The Cutting Edge
Research in AI moves fast enough that textbooks are obsolete before they are printed. But beneath the pace of announcements and benchmarks, there are durable ideas that define where the field is heading. This lesson examines three research directions that were reshaping AI capabilities as of 2026: multimodal models, AI agents, and tool use. The goal is not to cover every new system — the names will change — but to give you the conceptual vocabulary to understand what is new and why it matters.
Multimodal Models
Early deep learning models were specialized by modality: a model for images, a different model for text, a different model for audio. Multimodal models process multiple modalities within a single architecture, learning representations that bridge them. The key insight enabling multimodal learning is that different modalities often encode the same underlying concepts. A photograph of a dog and the word 'dog' refer to the same entity. If you train a model to align text and image representations — so that the representation of an image of a dog is close to the representation of the text 'dog' in a shared embedding space — the model develops transferable knowledge. CLIP (Contrastive Language-Image Pretraining, OpenAI, 2021) demonstrated this: trained on 400 million image-text pairs from the internet, CLIP could classify images into categories it had never seen before simply by comparing image embeddings to text embeddings of candidate category names. This zero-shot capability emerged from alignment training, not from labeled examples of each category. More recent multimodal models go further: they accept arbitrary interleaved sequences of text, images, and audio as input and generate text (and sometimes images) as output. GPT-4V (the V stands for vision) accepts images embedded in a conversation and reasons about them in text. Google's Gemini was trained from the ground up to be natively multimodal across text, code, images, and audio. These models can describe images, transcribe speech, read documents, and answer questions that require synthesizing information across modalities. The limitations are real. Multimodal models can hallucinate descriptions of images (confidently describing content that is not present), misread text in images, and fail on spatial reasoning tasks that humans find trivial. Their multimodal capability does not imply general world understanding — it implies learned statistical associations between modalities at very large scale.
Contrastive training aligns representations by pulling together embeddings of matched pairs (an image and its caption) and pushing apart embeddings of unmatched pairs. When done at scale across hundreds of millions of pairs, the resulting embedding space captures semantic similarity across modalities — enabling zero-shot transfer and cross-modal retrieval.
AI agents represent a different kind of research direction. An agent is a system that acts over time to achieve a goal, taking a sequence of actions rather than producing a single output. The term has a precise meaning in reinforcement learning: an agent observes state, selects actions, and receives reward. In the more recent usage, 'AI agent' typically refers to a language model that is given tools — the ability to search the web, run code, read and write files, call APIs — and tasked with completing a multi-step goal by deciding which tools to call and in what sequence. Tool use is the mechanism that enables agents. A language model, on its own, can only output text. Give it access to a Python interpreter and it can write and execute code, see the result, and iterate. Give it access to a web search API and it can look up current information. Give it access to a calendar API and it can schedule meetings. The model decides when to call a tool and with what arguments, receives the output, and continues reasoning. This architecture is sometimes called ReAct (Reasoning and Acting), reflecting that the model interleaves reasoning steps with action steps. What does this enable? An agent tasked with 'summarize the five most recent papers on CRISPR delivery mechanisms' can decompose that into: search for recent papers, retrieve PDFs, extract key findings from each, synthesize across them, and produce a structured summary. A human researcher might take hours; an agent, minutes — assuming the tools work and the model reasons correctly about what to do with them. The failure modes are significant. Current agents hallucinate tool calls (invoking APIs that don't exist or with malformed arguments), lose track of their goal over long sequences of steps, fail on tasks that require precise state tracking, and can take irreversible actions (deleting files, sending emails) based on misunderstandings. Evaluating agent reliability is hard because the space of possible multi-step tasks is enormous and benchmarks are difficult to construct.

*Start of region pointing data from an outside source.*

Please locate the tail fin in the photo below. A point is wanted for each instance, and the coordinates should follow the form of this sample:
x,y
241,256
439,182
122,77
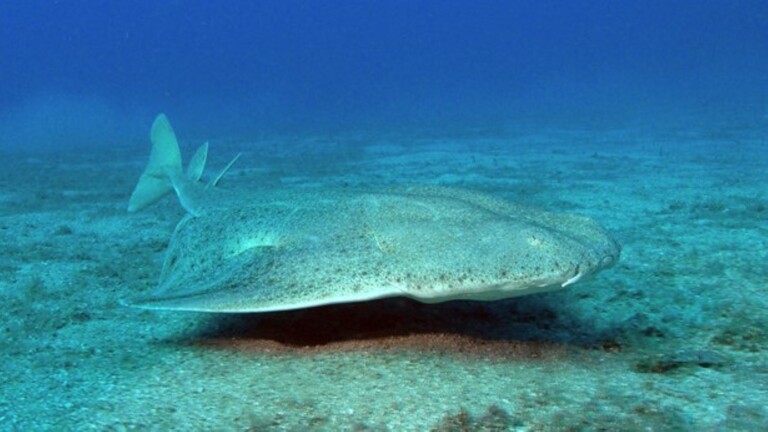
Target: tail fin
x,y
164,165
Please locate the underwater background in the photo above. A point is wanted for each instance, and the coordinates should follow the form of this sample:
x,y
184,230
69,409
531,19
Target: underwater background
x,y
649,116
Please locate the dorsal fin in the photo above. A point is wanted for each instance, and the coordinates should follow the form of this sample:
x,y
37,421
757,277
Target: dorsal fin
x,y
218,178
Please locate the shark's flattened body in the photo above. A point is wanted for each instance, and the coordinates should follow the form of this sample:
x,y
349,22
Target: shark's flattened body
x,y
286,249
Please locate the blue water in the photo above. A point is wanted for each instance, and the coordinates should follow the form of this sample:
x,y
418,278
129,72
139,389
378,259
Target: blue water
x,y
649,116
84,70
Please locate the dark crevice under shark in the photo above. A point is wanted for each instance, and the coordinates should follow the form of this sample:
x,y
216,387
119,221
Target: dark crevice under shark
x,y
282,249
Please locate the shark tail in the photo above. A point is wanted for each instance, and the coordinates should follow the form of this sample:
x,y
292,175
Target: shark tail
x,y
164,170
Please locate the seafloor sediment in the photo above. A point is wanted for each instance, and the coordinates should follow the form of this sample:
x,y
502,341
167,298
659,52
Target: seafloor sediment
x,y
672,338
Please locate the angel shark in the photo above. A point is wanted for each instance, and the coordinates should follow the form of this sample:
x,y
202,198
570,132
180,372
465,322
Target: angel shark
x,y
282,249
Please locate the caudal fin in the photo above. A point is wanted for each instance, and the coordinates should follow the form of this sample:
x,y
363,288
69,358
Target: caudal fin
x,y
164,166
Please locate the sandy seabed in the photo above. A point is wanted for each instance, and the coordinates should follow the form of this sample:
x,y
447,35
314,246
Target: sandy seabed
x,y
672,338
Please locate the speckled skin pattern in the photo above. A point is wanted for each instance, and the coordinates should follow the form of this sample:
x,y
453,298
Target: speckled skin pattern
x,y
283,249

A language model that produces wrong text can be corrected before the output is used. An agent that deletes files, sends emails, or purchases items based on a misunderstanding has already altered the world. This irreversibility makes reliability requirements for agents much stricter than for models used only to generate text for human review. Deploying agents in consequential settings without robust human-in-the-loop checks is an active safety concern.
Flashcards — click each card to reveal the answer
Zero-shot image classification using CLIP works by:
Why is evaluating AI agent reliability harder than evaluating a standard classifier?
Design an Agent Task
- Design a multi-step task you would want an AI agent to complete for you — something genuinely useful, not trivial.
- List every tool the agent would need access to (web search, code execution, file reading, email, calendar, etc.).
- Trace the sequence of steps the agent should take to complete the task, including what it should do if a step fails.
- Now identify: which step is most likely to go wrong? What is the worst thing that could happen if the agent makes a mistake at that step?
- Is that mistake reversible? If not, how would you redesign the task or the agent's permissions to make it safer?
- Write your design as a brief specification (goal, tools, steps, failure modes, safeguards) and compare with a classmate.